That improbable, contentious pairing interrupted one of the most successful screenwriting streaks of all time — Wilder's with Charles Brackett. It ran for 12 years and 14 films, from Bluebeard's "Eighth Wife" (1938) to "Sunset Boulevard" (1950).

James M. Cain's novella on which "Double Indemnity" was based told of an insurance salesman who's seduced by a woman into murdering her husband for the policy being peddled. Fred MacMurray and Barbara Stanwyck were the deadly duo, and Edward G. Robinson was the claims adjuster closing in on them.

Wilder found the enterprise too tantalizing to resist; Brackett thought it just tawdry and gave it a pass. Hands all over Hollywood shot up to take his place. "Billy's great moment," according to Marshall, "was when his Paramount bosses said, 'Every screenwriter wants to write with you,' and he said, 'I don't need a screenwriter. I'm a screenwriter. Get me another kind of writer. Get me a mystery writer.'"

So they went to the source, but Cain was — incongruously! — committed to scripting a western at 20th Century Fox. That made Raymond Chandler, famed for his hardboiled, tough-talking pulp fiction (only seven novels in all), the obvious choice.

It was a marriage made in hell, but it produced a screen classic that, in turn, ignited a cycle of darkly brooding type of detective stories. "It really did change the film industry," insists Marshall. "It invented a new film form, and two unlikely people did it. They didn't get along at all. Billy was animated and spoke his mind, liked women, liked drinking, liked cigarettes. Raymond was kind of a recluse who started the film as an ex-alcoholic and, subsequently, fell off the wagon. That's part of our drama."

Wilder considered this proper payback for the constant agro that his inexperienced scripting partner caused. "The small revenge I had — because at the very end, he hated me — was that he started drinking," he said, "and became an alcoholic again."

The silver lining to all the turbulence, Marshall believes, is not only Exhibit A — the film itself — but the grudging respect that evolved between the two. "No matter how you don't get along — if someone is talented, you do respect that, and Billy finally did.

"Also, Billy was Viennese and not the best speaker of English — he learned all his English by listening to baseball games — but he knew that Raymond could definitely talk the talk. There's a line in the play where Billy says, 'I need you because I don't speak the vernacular very well, and I'm not even sure what vernacular means.'" Wilder always gave Chandler full credit for the film's rat-a-tat-tat exchanges, but it was arrived at with difficulty. He wanted Chandler to use Cain's original dialogue, and actors acted out scenes directly from the book. Cain came in to referee and sided with Chandler, who knew Cain's dialogue was written for the eye, not the ear.

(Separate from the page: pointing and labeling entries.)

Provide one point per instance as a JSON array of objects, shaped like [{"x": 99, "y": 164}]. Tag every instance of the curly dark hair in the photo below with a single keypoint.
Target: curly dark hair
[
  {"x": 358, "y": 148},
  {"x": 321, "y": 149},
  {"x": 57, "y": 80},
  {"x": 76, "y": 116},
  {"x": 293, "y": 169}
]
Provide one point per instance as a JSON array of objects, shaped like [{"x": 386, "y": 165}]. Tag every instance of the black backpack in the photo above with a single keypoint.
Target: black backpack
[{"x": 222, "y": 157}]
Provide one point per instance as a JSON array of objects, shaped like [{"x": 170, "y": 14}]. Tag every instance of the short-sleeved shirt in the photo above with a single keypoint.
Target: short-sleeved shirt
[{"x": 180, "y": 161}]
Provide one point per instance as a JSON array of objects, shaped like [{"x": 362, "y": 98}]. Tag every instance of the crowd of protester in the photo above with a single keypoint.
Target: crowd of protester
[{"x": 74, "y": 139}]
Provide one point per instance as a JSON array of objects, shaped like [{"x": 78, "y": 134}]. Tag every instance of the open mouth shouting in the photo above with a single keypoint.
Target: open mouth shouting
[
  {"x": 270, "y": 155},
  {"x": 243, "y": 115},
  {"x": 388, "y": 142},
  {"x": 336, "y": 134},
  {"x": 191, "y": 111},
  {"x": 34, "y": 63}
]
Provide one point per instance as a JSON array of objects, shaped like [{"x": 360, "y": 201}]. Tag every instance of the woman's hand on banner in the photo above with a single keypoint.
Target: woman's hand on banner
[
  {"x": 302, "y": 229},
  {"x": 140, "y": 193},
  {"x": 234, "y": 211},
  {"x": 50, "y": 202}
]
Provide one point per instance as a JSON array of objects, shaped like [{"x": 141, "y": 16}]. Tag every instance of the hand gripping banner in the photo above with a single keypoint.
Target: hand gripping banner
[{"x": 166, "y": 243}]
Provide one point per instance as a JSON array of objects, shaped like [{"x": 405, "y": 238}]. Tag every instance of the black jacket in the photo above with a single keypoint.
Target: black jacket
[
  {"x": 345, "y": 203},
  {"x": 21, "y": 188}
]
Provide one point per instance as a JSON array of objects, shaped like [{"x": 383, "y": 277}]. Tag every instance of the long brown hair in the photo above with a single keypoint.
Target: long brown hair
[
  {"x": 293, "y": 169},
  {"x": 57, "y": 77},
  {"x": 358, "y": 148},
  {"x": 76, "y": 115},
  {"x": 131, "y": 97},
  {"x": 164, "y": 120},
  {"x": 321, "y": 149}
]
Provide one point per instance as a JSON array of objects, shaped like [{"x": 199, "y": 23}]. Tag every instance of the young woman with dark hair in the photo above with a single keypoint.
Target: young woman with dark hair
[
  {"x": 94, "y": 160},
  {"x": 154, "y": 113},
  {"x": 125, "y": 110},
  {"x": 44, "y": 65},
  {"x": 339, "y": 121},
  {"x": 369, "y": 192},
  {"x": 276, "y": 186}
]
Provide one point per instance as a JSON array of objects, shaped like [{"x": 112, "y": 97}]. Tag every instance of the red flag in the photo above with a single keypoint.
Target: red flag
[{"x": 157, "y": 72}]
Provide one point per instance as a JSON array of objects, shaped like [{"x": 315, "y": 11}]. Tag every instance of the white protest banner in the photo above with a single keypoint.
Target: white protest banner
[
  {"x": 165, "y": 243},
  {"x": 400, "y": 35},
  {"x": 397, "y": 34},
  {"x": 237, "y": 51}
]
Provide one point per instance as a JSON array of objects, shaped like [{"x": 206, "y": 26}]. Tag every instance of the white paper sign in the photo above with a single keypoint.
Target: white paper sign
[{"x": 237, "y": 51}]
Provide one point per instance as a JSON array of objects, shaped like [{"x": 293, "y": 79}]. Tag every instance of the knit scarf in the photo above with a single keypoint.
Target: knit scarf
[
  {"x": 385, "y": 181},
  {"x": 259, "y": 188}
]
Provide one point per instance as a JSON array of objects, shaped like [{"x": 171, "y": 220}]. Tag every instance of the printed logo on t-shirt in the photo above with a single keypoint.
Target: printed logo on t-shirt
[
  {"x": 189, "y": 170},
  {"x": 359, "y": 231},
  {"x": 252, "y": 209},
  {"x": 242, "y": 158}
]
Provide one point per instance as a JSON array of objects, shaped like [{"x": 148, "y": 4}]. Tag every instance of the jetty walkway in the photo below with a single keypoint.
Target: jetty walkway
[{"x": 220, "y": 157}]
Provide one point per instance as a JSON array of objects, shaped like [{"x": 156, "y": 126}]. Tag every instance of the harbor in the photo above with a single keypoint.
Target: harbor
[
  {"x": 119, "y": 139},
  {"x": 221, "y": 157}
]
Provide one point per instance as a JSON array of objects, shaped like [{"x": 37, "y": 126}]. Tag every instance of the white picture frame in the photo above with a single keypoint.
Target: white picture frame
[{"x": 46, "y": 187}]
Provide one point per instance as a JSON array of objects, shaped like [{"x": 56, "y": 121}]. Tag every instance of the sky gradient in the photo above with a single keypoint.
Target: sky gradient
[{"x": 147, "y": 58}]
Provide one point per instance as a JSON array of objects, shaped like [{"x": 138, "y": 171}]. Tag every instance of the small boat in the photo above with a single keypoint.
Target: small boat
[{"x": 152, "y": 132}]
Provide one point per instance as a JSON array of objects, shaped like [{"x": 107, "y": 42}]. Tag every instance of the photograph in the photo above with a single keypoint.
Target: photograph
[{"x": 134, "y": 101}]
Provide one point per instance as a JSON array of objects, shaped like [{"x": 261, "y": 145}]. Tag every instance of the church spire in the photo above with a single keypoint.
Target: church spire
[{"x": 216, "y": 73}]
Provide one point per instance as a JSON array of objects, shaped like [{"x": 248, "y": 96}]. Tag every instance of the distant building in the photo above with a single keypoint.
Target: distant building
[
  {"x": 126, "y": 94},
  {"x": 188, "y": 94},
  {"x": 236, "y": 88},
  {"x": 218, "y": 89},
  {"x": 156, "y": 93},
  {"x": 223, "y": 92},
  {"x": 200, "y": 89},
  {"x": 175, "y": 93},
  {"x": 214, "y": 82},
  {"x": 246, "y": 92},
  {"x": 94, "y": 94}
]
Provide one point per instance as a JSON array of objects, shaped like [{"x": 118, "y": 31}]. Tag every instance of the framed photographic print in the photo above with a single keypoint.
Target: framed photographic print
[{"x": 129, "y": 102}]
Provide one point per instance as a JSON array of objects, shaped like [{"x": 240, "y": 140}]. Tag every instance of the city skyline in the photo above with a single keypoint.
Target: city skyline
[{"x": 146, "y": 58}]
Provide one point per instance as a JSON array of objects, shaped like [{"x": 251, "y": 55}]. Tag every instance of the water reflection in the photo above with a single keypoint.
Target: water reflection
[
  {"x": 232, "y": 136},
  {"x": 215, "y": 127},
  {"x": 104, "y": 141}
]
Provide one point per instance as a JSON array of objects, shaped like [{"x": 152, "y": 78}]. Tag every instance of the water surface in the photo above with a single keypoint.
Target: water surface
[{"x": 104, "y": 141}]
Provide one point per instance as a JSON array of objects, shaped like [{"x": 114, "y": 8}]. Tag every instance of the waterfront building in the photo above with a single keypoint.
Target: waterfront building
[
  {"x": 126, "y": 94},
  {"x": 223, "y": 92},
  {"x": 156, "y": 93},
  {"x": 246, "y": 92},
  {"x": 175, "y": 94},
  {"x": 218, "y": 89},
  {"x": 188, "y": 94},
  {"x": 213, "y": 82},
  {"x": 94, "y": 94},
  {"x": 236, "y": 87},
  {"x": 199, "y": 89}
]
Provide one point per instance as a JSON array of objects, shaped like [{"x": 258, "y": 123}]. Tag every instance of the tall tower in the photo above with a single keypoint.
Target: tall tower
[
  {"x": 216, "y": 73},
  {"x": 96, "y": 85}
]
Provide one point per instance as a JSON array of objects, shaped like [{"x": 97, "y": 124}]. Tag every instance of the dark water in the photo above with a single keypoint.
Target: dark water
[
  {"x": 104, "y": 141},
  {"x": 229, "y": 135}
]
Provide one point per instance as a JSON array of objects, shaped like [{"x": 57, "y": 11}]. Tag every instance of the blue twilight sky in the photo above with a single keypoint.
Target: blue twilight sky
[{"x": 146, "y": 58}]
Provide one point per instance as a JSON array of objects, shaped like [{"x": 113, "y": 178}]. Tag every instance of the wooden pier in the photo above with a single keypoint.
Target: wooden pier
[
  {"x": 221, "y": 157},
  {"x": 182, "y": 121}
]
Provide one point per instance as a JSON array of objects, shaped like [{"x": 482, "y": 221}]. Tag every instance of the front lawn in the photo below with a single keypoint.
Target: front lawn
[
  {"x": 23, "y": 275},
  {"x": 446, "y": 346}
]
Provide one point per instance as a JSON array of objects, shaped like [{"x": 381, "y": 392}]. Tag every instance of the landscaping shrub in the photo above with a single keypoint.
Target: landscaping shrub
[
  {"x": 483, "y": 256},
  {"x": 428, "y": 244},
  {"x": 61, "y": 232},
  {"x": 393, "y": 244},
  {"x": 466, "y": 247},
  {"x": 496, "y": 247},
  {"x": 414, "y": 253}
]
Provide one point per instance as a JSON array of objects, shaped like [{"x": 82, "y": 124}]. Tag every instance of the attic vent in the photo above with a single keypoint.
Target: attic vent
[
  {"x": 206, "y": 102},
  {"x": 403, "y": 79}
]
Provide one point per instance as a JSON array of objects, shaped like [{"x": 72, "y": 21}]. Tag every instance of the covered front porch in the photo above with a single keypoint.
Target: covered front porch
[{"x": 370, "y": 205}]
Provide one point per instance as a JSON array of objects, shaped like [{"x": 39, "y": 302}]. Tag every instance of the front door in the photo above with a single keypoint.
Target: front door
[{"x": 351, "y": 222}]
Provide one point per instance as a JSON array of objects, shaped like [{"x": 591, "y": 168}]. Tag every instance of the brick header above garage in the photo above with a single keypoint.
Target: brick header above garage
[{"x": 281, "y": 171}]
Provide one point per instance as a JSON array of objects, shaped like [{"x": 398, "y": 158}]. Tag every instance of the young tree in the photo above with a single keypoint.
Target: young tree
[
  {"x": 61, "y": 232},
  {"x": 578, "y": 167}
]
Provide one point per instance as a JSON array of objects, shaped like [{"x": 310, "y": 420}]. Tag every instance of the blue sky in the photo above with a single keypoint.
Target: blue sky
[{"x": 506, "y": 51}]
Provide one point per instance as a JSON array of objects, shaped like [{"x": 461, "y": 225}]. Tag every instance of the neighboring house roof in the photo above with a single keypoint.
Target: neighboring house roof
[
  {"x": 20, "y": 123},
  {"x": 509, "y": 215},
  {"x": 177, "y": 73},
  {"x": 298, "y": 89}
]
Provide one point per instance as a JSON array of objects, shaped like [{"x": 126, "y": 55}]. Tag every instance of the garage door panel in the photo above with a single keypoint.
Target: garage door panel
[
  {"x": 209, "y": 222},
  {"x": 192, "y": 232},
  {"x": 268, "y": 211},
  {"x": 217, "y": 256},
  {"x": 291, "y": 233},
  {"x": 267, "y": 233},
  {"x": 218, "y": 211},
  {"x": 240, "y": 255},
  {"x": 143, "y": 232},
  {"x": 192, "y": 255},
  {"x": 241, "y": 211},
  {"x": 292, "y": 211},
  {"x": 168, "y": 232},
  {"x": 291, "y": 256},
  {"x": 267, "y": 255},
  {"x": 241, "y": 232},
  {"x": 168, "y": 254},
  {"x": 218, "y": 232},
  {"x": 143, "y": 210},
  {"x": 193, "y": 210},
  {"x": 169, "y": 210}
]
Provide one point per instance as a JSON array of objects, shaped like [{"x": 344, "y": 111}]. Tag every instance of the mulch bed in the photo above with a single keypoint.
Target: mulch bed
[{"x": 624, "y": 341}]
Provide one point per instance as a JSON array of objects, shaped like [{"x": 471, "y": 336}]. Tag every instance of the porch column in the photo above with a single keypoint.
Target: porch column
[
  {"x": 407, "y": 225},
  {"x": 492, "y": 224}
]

"It's the only picture I ever saw made from my books that had things in it I wish I had thought of," Cain himself once confessed. "Wilder's ending was much better than my ending, and his device for letting the guy tell the story by taking out the office dictating machine — I'd have done it, if I had thought of it."

Wilder not only manhandled the book, framing the story in flashback, but he played fast and loose with the film, too. The already-shot final scene where MacMurray goes to the gas chamber for his sins was cut, and he's allowed a last cigarette, with Robinson hovering over. MacMurray: "You know why you couldn't figure this one, Keyes? The guy you were looking for was too close, right across the desk from you." Robinson: "Closer than that, Walter." MacMurray: "I love you, too." Fade to black.

The last play Marshall directed in New York was 1993's Wrong Turn at Lungfish, which, with George C. Scott and Tony Danza in the leads, ran for six months at the Promenade. It has played twice at Marshall's theatre in L.A., the Falcon, which is run by his daughter, Kathleen. "No, not that Kathleen Marshall," he hastens to add. "Once I found out nepotism was legal, I made it an art form. All of my kids work for me.

"Kathleen found Billy & Ray, brought it to me and introduced me to Mike. We went through a reading, then a tryout at the Falcon. Since then, Mike and I have become close friends, and now we have bonded over our recent surgeries. The director and the writer of Billy & Ray will be walking tall into the Vineyard with new knees."